En segundo lugar, semejante despliegue de infraestructura (grupos fantasma, partidos o asociaciones que tan solo hacen su aparición en estas fechas), proyecta un espejismo político y muy a menudo la falsa conciencia de estar participando en un proyecto que poco o nada tiene que ver con algo más que con una maquinaria recaudadora. Algo que hace que lo que las txosnas ofrecen pueda encontrarse, las más de las veces, en un bar «del rollo» cualquiera. Salvo excepciones contadas, en las que el consumidor sabe perfectamente qué ocurrirá con su dinero, el destino final de éste es una incógnita que no se materializa en un trabajo político concreto, eso sí, tampoco nadie demanda unos resultados materiales.

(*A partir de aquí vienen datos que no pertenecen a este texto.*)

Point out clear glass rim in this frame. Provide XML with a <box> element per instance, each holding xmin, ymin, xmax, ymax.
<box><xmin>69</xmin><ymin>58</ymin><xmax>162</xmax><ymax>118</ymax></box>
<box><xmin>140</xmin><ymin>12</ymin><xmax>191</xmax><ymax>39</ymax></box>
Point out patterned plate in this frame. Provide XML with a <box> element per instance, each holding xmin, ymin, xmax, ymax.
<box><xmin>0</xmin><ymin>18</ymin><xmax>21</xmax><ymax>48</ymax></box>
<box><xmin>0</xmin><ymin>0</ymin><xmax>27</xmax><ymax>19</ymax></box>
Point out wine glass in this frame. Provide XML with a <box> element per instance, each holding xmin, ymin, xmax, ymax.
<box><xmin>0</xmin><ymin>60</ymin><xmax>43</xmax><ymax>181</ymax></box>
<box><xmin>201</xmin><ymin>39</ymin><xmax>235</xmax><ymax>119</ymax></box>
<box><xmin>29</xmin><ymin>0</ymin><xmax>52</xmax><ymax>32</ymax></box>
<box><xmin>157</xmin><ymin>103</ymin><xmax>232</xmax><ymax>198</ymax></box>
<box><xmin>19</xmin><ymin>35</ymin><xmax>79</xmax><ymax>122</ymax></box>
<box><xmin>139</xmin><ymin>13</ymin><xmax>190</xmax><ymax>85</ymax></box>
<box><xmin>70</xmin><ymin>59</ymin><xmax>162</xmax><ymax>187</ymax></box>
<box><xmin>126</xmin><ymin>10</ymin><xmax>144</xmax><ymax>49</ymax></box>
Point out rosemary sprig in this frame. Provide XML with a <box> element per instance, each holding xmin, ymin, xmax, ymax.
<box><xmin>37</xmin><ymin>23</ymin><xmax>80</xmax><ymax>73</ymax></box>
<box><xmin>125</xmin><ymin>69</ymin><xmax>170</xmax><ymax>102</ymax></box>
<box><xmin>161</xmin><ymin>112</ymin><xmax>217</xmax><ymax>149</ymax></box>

Ante todo esto, cabe preguntarse qué es lo que mantienen de populares las fiestas. El itinerario festivo se compone de excursiones por la geografía vasca en busca de txosnas y de lo que ello conlleva implícitamente; consumir, follar si surge la oportunidad y pasar la resaca o la gaupasa lo más dignamente posible. Se trata de un modelo adolescente, a menudo molesto para los propios habitantes y el ecosistema del pueblo y en el que las tradiciones locales y la participación real poco pintan.
Con todo lo comentado, no parece que las txosnas estén dotadas de demasiadas virtudes, no obstante, resulta un error no reconocer la posibilidad, casi única, de tomar durante un período de tiempo un espacio público y recaudar dinero para algunos casos muy concretos de conflictos auténticos. Por lo demás, lo lamentable sería que la desaparición efectiva de las txosnas no supondría ninguna catástrofe para lo que queda de movimiento popular, por el contrario, cristalizaría en la desaparición testimonial de determinados simulacros políticos que apenas existen más allá de su marca de empresa y de una ficticia o incluso falsa oposición al sistema. Un ejercicio éste, el del cierre voluntario de un chiringuito político, que por falta de honradez no suele llevarse a la práctica, prefiriendo que la inercia haga ese agónico trabajo.